The Macro: The Neobank Wave Built Better Banks but Not Smarter Ones
I have seven financial apps on my phone. A checking account with one bank. A savings account with another because the APY was better. A brokerage. A crypto wallet I check less often than I should. A credit card app. A budgeting tool. A 401(k) dashboard that I log into maybe twice a year. None of these apps know about each other. None of them can see the full picture. And none of them have ever given me a piece of financial advice that was actually personalized to my situation.
The neobank revolution of the 2010s was real. Chime, Current, Varo, and Mercury made banking faster, cheaper, and more accessible. They killed overdraft fees and built beautiful mobile apps. But they did not make banking smarter. They gave you a better checking account, not a better financial life. The underlying model is still the same: here is where your money is, here is where it went, good luck figuring out what to do next.
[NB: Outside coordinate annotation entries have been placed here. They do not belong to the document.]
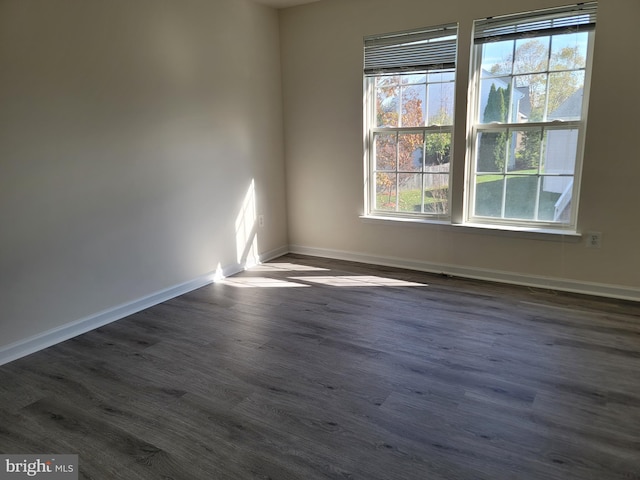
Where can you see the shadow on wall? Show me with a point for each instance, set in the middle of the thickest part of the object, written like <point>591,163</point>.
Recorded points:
<point>247,230</point>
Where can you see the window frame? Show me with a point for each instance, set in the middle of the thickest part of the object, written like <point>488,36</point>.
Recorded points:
<point>476,127</point>
<point>373,130</point>
<point>462,160</point>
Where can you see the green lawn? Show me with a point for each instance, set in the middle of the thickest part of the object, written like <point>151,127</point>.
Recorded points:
<point>519,204</point>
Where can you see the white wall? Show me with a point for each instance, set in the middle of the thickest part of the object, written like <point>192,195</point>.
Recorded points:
<point>322,85</point>
<point>130,133</point>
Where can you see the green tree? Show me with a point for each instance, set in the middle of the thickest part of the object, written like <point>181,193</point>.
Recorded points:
<point>493,147</point>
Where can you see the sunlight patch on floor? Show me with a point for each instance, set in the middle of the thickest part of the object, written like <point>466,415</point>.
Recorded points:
<point>259,282</point>
<point>358,281</point>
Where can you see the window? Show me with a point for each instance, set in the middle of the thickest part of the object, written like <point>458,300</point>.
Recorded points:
<point>526,121</point>
<point>530,81</point>
<point>410,79</point>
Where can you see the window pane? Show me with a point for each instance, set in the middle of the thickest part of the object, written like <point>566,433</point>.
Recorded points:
<point>520,199</point>
<point>565,95</point>
<point>386,197</point>
<point>437,152</point>
<point>530,98</point>
<point>497,58</point>
<point>410,146</point>
<point>532,55</point>
<point>494,99</point>
<point>492,149</point>
<point>440,103</point>
<point>560,149</point>
<point>387,80</point>
<point>417,78</point>
<point>413,106</point>
<point>436,194</point>
<point>442,76</point>
<point>489,191</point>
<point>387,106</point>
<point>385,154</point>
<point>556,199</point>
<point>524,151</point>
<point>410,186</point>
<point>569,52</point>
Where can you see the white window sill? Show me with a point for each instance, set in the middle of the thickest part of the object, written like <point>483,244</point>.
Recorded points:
<point>481,228</point>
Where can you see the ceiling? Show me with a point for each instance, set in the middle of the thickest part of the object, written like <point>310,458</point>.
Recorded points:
<point>284,3</point>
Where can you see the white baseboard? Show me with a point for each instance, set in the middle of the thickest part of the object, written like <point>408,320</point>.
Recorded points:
<point>560,284</point>
<point>27,346</point>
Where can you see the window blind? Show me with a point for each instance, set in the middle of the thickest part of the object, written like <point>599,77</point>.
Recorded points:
<point>573,18</point>
<point>425,49</point>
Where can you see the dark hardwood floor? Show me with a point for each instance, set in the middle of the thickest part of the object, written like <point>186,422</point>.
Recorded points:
<point>306,368</point>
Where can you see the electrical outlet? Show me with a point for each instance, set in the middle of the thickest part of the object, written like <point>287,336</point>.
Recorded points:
<point>594,239</point>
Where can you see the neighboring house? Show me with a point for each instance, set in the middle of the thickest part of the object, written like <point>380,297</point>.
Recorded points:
<point>560,154</point>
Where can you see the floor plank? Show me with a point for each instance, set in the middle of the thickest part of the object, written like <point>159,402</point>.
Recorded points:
<point>311,368</point>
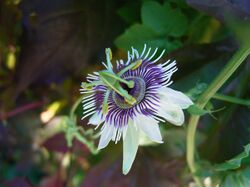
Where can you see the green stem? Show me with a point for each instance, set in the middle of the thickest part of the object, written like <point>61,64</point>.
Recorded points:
<point>229,69</point>
<point>231,99</point>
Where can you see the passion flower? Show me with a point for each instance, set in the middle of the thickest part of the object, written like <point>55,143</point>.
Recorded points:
<point>130,100</point>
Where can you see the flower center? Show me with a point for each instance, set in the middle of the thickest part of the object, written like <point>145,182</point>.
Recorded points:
<point>138,92</point>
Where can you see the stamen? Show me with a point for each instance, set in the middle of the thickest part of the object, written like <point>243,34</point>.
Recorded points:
<point>109,58</point>
<point>105,107</point>
<point>132,66</point>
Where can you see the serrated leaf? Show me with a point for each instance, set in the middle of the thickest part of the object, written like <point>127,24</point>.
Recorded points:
<point>163,19</point>
<point>235,162</point>
<point>195,110</point>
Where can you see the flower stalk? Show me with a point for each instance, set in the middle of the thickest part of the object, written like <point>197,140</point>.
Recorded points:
<point>223,76</point>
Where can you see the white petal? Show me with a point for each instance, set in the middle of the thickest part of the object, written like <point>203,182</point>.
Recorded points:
<point>130,147</point>
<point>171,112</point>
<point>106,135</point>
<point>150,127</point>
<point>96,119</point>
<point>176,97</point>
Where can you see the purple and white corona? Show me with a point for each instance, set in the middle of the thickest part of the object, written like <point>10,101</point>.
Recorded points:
<point>128,101</point>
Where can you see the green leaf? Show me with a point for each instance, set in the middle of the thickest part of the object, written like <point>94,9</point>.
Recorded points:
<point>235,179</point>
<point>195,110</point>
<point>235,162</point>
<point>129,12</point>
<point>163,19</point>
<point>137,35</point>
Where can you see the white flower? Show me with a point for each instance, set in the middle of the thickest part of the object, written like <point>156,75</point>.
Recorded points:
<point>130,103</point>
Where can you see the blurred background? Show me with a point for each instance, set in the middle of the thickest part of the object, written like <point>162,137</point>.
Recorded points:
<point>48,47</point>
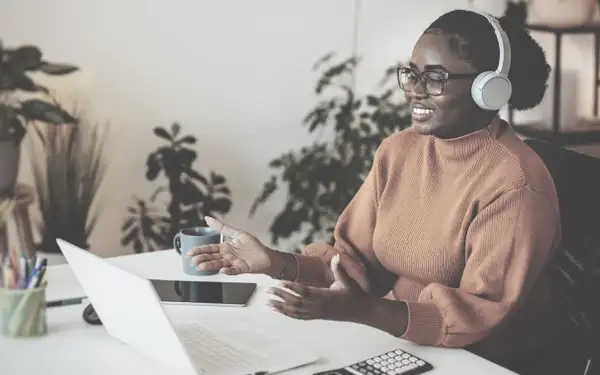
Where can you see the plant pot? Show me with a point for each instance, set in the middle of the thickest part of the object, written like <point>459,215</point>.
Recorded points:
<point>10,155</point>
<point>561,13</point>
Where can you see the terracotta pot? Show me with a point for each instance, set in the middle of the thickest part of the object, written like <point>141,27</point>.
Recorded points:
<point>9,165</point>
<point>561,13</point>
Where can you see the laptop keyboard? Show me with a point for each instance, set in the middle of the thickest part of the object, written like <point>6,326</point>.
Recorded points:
<point>214,354</point>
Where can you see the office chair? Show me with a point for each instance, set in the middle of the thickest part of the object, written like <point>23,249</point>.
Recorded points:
<point>575,270</point>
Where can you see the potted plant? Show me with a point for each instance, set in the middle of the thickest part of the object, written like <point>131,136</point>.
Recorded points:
<point>320,179</point>
<point>189,195</point>
<point>69,166</point>
<point>18,109</point>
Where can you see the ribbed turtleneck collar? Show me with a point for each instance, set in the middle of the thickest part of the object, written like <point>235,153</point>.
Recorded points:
<point>465,146</point>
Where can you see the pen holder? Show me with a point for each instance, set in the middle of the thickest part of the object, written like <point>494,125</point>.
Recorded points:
<point>23,312</point>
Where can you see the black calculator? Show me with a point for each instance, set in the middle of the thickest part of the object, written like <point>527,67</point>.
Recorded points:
<point>395,362</point>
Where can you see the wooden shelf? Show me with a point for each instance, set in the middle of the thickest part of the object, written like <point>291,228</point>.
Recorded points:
<point>582,134</point>
<point>586,29</point>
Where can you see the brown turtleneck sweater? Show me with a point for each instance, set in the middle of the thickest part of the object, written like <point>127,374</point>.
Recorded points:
<point>460,229</point>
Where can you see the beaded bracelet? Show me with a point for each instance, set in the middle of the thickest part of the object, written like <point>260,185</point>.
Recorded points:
<point>285,266</point>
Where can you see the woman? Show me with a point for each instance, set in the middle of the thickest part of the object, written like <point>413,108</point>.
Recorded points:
<point>457,219</point>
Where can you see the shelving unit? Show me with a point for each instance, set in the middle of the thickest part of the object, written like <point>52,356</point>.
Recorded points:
<point>577,135</point>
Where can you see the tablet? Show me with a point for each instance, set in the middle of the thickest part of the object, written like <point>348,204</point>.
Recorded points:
<point>213,293</point>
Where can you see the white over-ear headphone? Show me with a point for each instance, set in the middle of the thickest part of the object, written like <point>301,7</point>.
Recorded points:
<point>491,90</point>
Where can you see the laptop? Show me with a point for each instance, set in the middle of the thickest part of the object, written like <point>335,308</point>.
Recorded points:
<point>132,313</point>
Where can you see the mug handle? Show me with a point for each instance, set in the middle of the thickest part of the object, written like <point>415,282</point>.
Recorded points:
<point>177,242</point>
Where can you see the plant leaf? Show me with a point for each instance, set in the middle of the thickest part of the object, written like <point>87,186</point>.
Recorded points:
<point>23,58</point>
<point>190,139</point>
<point>175,129</point>
<point>39,110</point>
<point>57,69</point>
<point>152,167</point>
<point>162,133</point>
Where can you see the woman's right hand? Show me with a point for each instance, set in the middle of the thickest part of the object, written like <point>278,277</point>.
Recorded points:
<point>242,253</point>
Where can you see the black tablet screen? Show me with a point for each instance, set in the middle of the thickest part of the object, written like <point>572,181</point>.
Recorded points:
<point>204,292</point>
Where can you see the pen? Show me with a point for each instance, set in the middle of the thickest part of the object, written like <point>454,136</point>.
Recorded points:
<point>37,274</point>
<point>65,302</point>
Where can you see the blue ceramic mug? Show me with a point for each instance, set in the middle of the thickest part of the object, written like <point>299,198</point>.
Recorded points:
<point>190,238</point>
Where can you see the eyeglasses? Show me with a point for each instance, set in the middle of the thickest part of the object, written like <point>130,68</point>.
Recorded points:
<point>433,81</point>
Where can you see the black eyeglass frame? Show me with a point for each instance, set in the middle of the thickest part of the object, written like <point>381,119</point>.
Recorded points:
<point>422,76</point>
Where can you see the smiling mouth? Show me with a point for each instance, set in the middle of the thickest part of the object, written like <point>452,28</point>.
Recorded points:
<point>421,114</point>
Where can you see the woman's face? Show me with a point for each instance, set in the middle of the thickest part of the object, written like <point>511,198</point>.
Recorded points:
<point>451,114</point>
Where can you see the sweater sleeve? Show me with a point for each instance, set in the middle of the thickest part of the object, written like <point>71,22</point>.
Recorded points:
<point>508,245</point>
<point>353,235</point>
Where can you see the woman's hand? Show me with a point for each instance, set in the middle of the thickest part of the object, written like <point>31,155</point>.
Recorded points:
<point>243,253</point>
<point>344,300</point>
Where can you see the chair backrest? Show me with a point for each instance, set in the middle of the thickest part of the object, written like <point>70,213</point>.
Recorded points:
<point>576,267</point>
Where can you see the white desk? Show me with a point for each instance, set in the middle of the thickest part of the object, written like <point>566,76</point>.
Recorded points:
<point>74,347</point>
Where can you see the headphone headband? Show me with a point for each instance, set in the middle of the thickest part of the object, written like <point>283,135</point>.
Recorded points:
<point>503,45</point>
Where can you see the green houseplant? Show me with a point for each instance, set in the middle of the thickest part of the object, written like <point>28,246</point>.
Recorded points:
<point>191,195</point>
<point>69,166</point>
<point>22,102</point>
<point>320,179</point>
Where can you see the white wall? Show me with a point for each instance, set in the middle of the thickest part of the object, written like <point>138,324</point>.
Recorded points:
<point>235,73</point>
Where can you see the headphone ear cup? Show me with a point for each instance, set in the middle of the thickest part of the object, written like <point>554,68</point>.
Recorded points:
<point>491,90</point>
Meanwhile, the average American household has financial products spread across four to six different institutions. Credit cards at one bank. Mortgage at another. Investments at a brokerage. Retirement through an employer plan. Each of these services optimizes for its own product, not for your overall financial health. Your credit card company wants you to carry a balance. Your brokerage wants you to trade more. Your savings account wants you to park cash at whatever rate they feel like offering this month.
The opportunity for an AI-native financial platform is obvious. If you could connect all of your accounts into one place and let an AI analyze the full picture, the recommendations would be dramatically better than what any single institution can provide. You are paying 24% APR on a credit card while sitting on cash in a savings account earning 4%. You are over-allocated in tech stocks across three different accounts. Your emergency fund is too small given your monthly obligations. These are insights that require seeing everything at once, and right now no product does that well.
Mint tried and failed. It was an aggregator, not an advisor. Personal Capital did better but sold to Empower and went upmarket. Copilot and Monarch are solid budgeting tools but they do not make recommendations. The space is wide open for something that actually tells you what to do, not just shows you what happened.
The Micro: An Aerospace Engineer and a Strategy Consultant Building a Bank
Selfin is positioning itself as the first AI-native neobank in the US. The pitch is straightforward: connect your credit cards, investments, crypto, 401(k), and savings accounts, and the AI gives you personalized financial recommendations based on the full picture of your money. Not just tracking. Not just budgeting. Actual advice.
The founding team is a two-person operation out of San Francisco, and the backgrounds are unusual for fintech. Paula Gutierrez studied aerospace engineering at Imperial College and MIT. She worked at NASA, Bank of America, and Rolls Royce before starting Selfin. Joel Tomas Pimentel also comes from aerospace engineering at Imperial College and Stanford, with a stint at BCG. They came through Y Combinator’s Fall 2025 batch with Tom Blomfield as their partner, which is notable because Blomfield founded Monzo, one of Europe’s most successful neobanks.
The aerospace-to-fintech pipeline is not as strange as it sounds. Aerospace engineers are trained to build systems that optimize across multiple constraints simultaneously, which is exactly what personal finance requires. You are balancing risk, return, liquidity, tax efficiency, and time horizon all at once. That is an optimization problem, and these founders spent their careers solving optimization problems in contexts where failure means something explodes.
I want to be honest about the competitive dynamics here. The neobank space is crowded and the mortality rate is high. Dozens of neobanks have launched and failed in the past five years. The ones that survived, Chime, Mercury, Brex, did so by picking a specific customer segment and serving it extremely well. Chime went after underbanked consumers. Mercury went after startups. Brex went after corporate cards. Selfin’s segment appears to be financially active adults who have money spread across multiple platforms and want unified intelligence. That is a real demographic but it skews affluent, which means the customer acquisition costs will be high.
The AI angle is the differentiator, but it also raises the bar. If Selfin’s recommendations are generic (“save more, spend less”), it is just another budgeting app with AI branding. The product has to be meaningfully better at telling you what to do with your money than a good financial advisor would be. That is a high bar.
The Verdict
I think the thesis is strong. Financial fragmentation is a real problem and AI is genuinely well-suited to solving it. The founder backgrounds are unconventional but the pattern-matching to optimization and complex systems is there. Having Tom Blomfield as a YC partner is a meaningful signal. The person who built one of Europe’s biggest neobanks chose to back this team.
At 30 days, I want to see how many account connections the average user makes. If people connect one or two accounts, the AI cannot do anything interesting. If they connect five or more, the recommendations get dramatically better. That number is the entire ballgame. At 60 days, the question is whether users act on the recommendations. A financial advisor is only useful if you follow the advice. At 90 days, I would want to know whether Selfin is generating revenue or still in pre-revenue user acquisition mode. The neobank business model only works at scale, and getting to scale in financial services requires either a lot of capital or a viral growth loop. I am not sure which path Selfin is taking yet, but the fact that they are two people means they are burning slowly, and in fintech, survival is half the battle.